This benchmark uses the Memcached data caching server. It simulates the behavior of a Twitter data caching server using a Twitter dataset. The metric of interest is throughput, expressed as the number of requests served per second. The workload assumes a strict Quality of Service (QoS) guarantee: the 99 percentile latency should be less than 1ms.
This benchmark features two tiers: the server(s) running Memcached and the client(s) requesting data cached on the Memcached servers.
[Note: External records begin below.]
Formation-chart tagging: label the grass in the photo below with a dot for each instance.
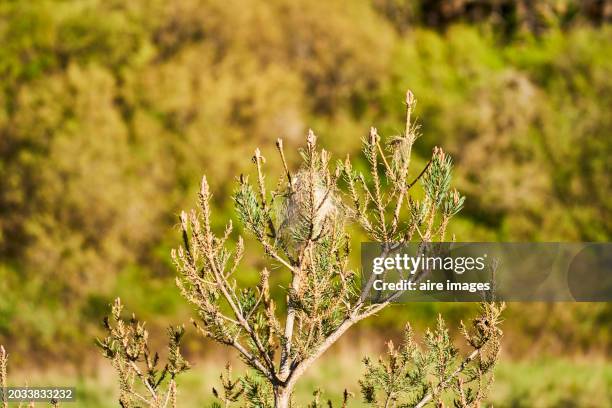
(537, 383)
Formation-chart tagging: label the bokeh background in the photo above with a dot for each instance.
(111, 110)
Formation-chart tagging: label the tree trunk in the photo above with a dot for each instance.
(281, 397)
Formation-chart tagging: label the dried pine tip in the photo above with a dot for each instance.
(373, 134)
(258, 156)
(312, 138)
(204, 186)
(455, 196)
(409, 98)
(324, 155)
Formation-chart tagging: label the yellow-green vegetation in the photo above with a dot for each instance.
(111, 110)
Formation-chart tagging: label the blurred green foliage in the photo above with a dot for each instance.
(110, 111)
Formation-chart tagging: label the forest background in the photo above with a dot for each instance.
(110, 112)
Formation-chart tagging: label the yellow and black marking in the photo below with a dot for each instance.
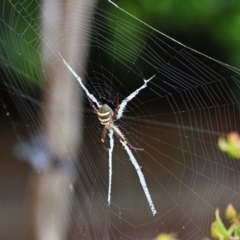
(104, 114)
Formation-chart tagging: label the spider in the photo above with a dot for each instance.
(107, 116)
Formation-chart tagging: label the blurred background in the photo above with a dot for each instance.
(28, 84)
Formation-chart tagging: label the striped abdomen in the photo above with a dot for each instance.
(104, 114)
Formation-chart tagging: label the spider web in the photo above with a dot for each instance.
(177, 118)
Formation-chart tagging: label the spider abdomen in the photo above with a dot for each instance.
(104, 114)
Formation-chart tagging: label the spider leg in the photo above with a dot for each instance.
(92, 105)
(116, 108)
(125, 141)
(103, 137)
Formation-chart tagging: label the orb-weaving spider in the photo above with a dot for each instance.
(107, 117)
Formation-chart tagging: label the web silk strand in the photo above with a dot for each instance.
(139, 172)
(110, 152)
(80, 82)
(124, 103)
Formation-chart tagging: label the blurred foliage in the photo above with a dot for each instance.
(20, 43)
(213, 24)
(230, 145)
(220, 231)
(166, 236)
(217, 21)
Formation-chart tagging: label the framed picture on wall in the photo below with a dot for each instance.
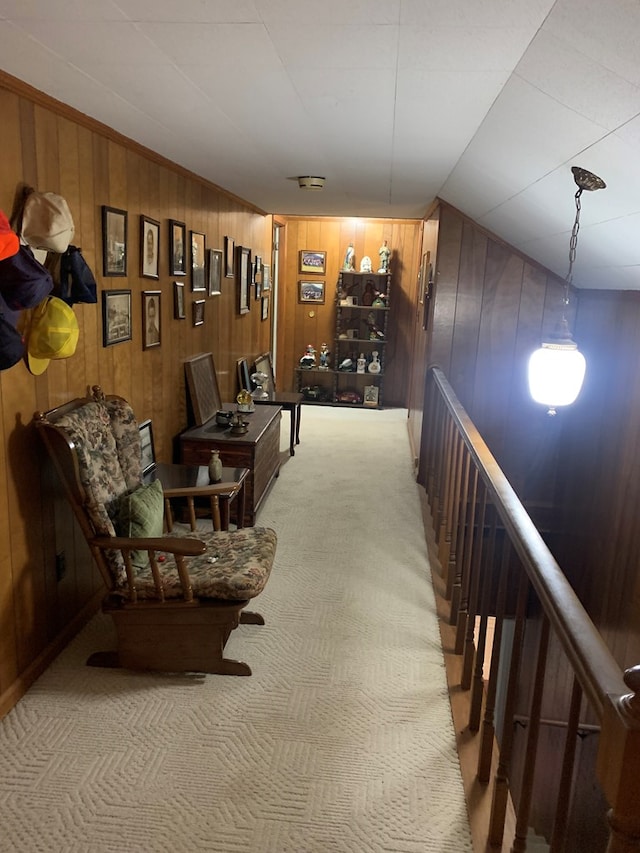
(198, 261)
(312, 261)
(229, 257)
(114, 241)
(149, 240)
(311, 291)
(197, 308)
(178, 301)
(243, 257)
(177, 240)
(116, 316)
(150, 319)
(215, 272)
(146, 446)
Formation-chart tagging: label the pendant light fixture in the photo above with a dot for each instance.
(557, 368)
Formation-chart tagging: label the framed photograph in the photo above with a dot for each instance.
(264, 365)
(370, 397)
(202, 382)
(150, 319)
(243, 270)
(116, 316)
(242, 370)
(178, 301)
(197, 309)
(311, 291)
(215, 272)
(229, 257)
(114, 241)
(146, 446)
(149, 247)
(177, 240)
(198, 261)
(312, 261)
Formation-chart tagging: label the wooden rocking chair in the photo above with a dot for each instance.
(174, 599)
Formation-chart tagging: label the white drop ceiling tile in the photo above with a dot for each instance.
(443, 107)
(525, 135)
(480, 13)
(61, 10)
(573, 79)
(311, 12)
(608, 32)
(170, 11)
(232, 48)
(462, 48)
(86, 43)
(335, 46)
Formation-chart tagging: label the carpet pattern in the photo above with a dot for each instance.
(342, 738)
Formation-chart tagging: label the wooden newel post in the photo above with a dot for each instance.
(618, 765)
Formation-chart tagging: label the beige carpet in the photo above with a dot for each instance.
(341, 740)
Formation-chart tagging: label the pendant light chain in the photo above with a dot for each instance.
(573, 245)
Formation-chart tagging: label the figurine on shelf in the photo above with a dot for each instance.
(349, 258)
(370, 293)
(385, 253)
(375, 333)
(374, 364)
(324, 357)
(308, 360)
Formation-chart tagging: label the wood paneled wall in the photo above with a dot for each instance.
(300, 325)
(491, 308)
(49, 146)
(579, 470)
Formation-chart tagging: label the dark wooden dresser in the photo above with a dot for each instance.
(258, 450)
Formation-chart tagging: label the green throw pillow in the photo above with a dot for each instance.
(141, 513)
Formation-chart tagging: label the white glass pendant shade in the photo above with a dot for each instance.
(556, 373)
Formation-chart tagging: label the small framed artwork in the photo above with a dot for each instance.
(202, 382)
(215, 272)
(149, 247)
(198, 261)
(114, 241)
(116, 316)
(197, 309)
(177, 240)
(146, 446)
(263, 364)
(243, 274)
(242, 370)
(370, 396)
(229, 257)
(311, 291)
(150, 319)
(178, 301)
(311, 261)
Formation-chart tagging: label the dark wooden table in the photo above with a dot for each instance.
(191, 482)
(289, 401)
(258, 450)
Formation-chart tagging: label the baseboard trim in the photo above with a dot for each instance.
(10, 697)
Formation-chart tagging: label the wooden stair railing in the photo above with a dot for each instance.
(496, 564)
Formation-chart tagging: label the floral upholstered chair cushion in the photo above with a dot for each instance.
(236, 564)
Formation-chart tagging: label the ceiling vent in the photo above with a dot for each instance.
(310, 182)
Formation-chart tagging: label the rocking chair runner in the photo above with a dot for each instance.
(174, 599)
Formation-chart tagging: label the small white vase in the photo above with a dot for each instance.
(215, 467)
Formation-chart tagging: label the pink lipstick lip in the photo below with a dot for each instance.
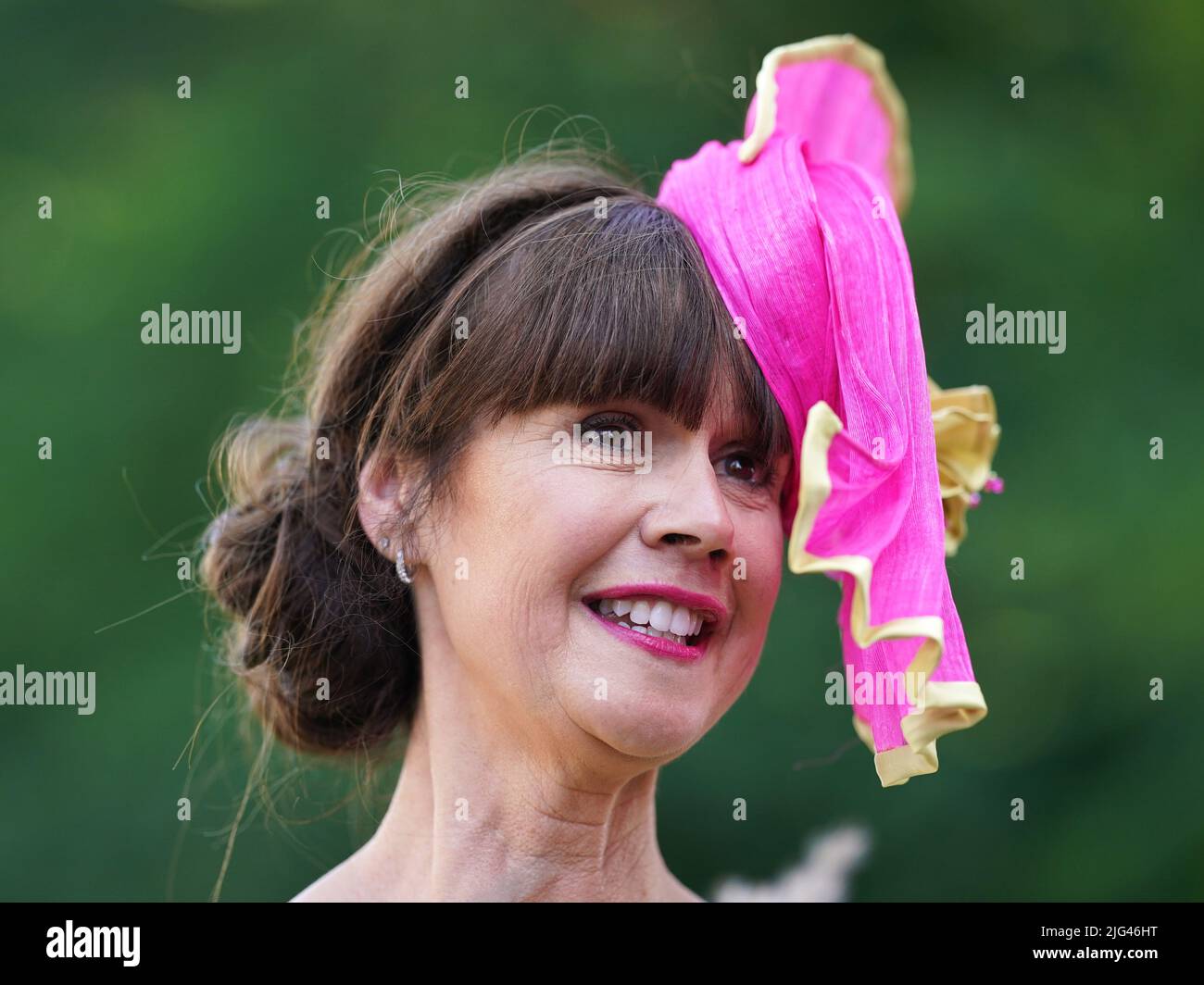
(707, 605)
(655, 644)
Each tier has its own image, identified by its tag.
Supported tags and their respective Dockerfile
links:
server
represents the Memcached server running as a daemon.client
represents the client which requests to access the server's data.
The following command will start a single Memcached server with four threads and 10GB of dedicated memory, with a minimum object size of 550 bytes listening on port 11211 as default:
$ docker run --name dc-server --net host -d cloudsuite/data-caching:server -t 4 -m 10240 -n 550
You may also set up multiple Memcached server instances using the following commands:
# on VM1
$ docker run --name dc-server1 --net host -d cloudsuite/data-caching:server -t 4 -m 10240 -n 550
# on VM2
$ docker run --name dc-server2 --net host -d cloudsuite/data-caching:server -t 4 -m 10240 -n 550
# ...
Create an empty folder and then create a server configuration file named docker_servers.txt inside the folder. This file includes the server address and the port number to connect to, in the following format:
server_address, port
The client can simultaneously use multiple servers or one server with several IP addresses (in case the server machine has multiple ethernet cards active) or one server through multiple ports, while measuring the overall throughput and QoS. As a result, each line in the configuration file should contain the corresponding server address and port number. To illustrate, in the case of our example, it would be:
IP_ADDRESS_VM1, 11211
IP_ADDRESS_VM2, 11211
...
To start the client container, use the following command:
$ docker run -idt --name dc-client --net host -v PATH_TO_DOCKER_SERVERS_FOLDER:/usr/src/memcached/memcached_client/docker_servers/ cloudsuite/data-caching:client
Please note that the command mounts the folder containing the docker_servers.txt file instead of only the file. This way, further changes to docker_servers.txt in the host will be reflected inside the container.
The following command will create the dataset by scaling up the Twitter dataset while preserving both popularity and object size distributions. The original dataset consumes ~360MB of server memory, while the recommended scaled dataset requires around 10GB of main memory dedicated to the Memcached server. Therefore, we use a scaling factor of 28 to have a 10GB dataset.
$ docker exec -it dc-client /bin/bash /entrypoint.sh --m="S&W" --S=28 --D=10240 --w=8 --T=1
(m
- the mode of operation, S&W
means scale the dataset and warm up the server, w
- number of client threads which has to be divisible by the number of servers, S
- scaling factor, D
- target server memory, T
- statistics interval).
If the scaled file already exists, but the server is not warmed up, use the following command to warm up the server. W
refers to the warm-up mode of operation.
$ docker exec -it dc-client /bin/bash /entrypoint.sh --m="W" --S=28 --D=10240 --w=8 --T=1
To determine the maximum throughput while running the workload with 8 client threads,
200 TCP/IP connections, and a get/set ratio of 0.8, use the following command. TH
refers to the throughput mode of operation.
$ docker exec -it dc-client /bin/bash /entrypoint.sh --m="TH" --S=28 --g=0.8 --c=200 --w=8 --T=1
This command will run the benchmark with maximum throughput; however, the QoS requirements will likely be violated. Once the maximum throughput is determined, run the benchmark using the following command. RPS
means the target load supplied by the client container.
$ docker exec -it dc-client /bin/bash /entrypoint.sh --m="RPS" --S=28 --g=0.8 --c=200 --w=8 --T=1 --r=rps
Where rps
can start from the 90% of the maximum number of requests per second achieved using the previous command. It would be best to experiment with different rps
values to achieve the maximum throughput without violating the target QoS requirements. By default, the request interval is fixed. You can add the --ne
flag to make the interval follow a negative exponential distribution.
Note that the last two commands will continue forever if you do not stop or kill the command. You can use the timeout command to run a command for a given amount of time. The following example will run the benchmark in RPS
mode for 20 seconds:
$ docker exec -it dc-client timeout 20 /bin/bash /entrypoint.sh --m="RPS" --S=28 --g=0.8 --c=200 --w=8 --T=1 --r=100000
-
The target QoS requires that 99% of the requests are serviced within 1ms.
-
Memcached has known scalability problems, scaling very poorly beyond four threads. To utilize a machine with more than four cores, you should start several server processes and add the corresponding parameters into the client configuration file.
-
The benchmark is network-intensive and thus requires a 10Gbit Ethernet card to not be network-bound. Multiple ethernet cards could be used as well, each with a different IP address, resulting in multiple servers in the client configuration file with the same socket but different IP addresses.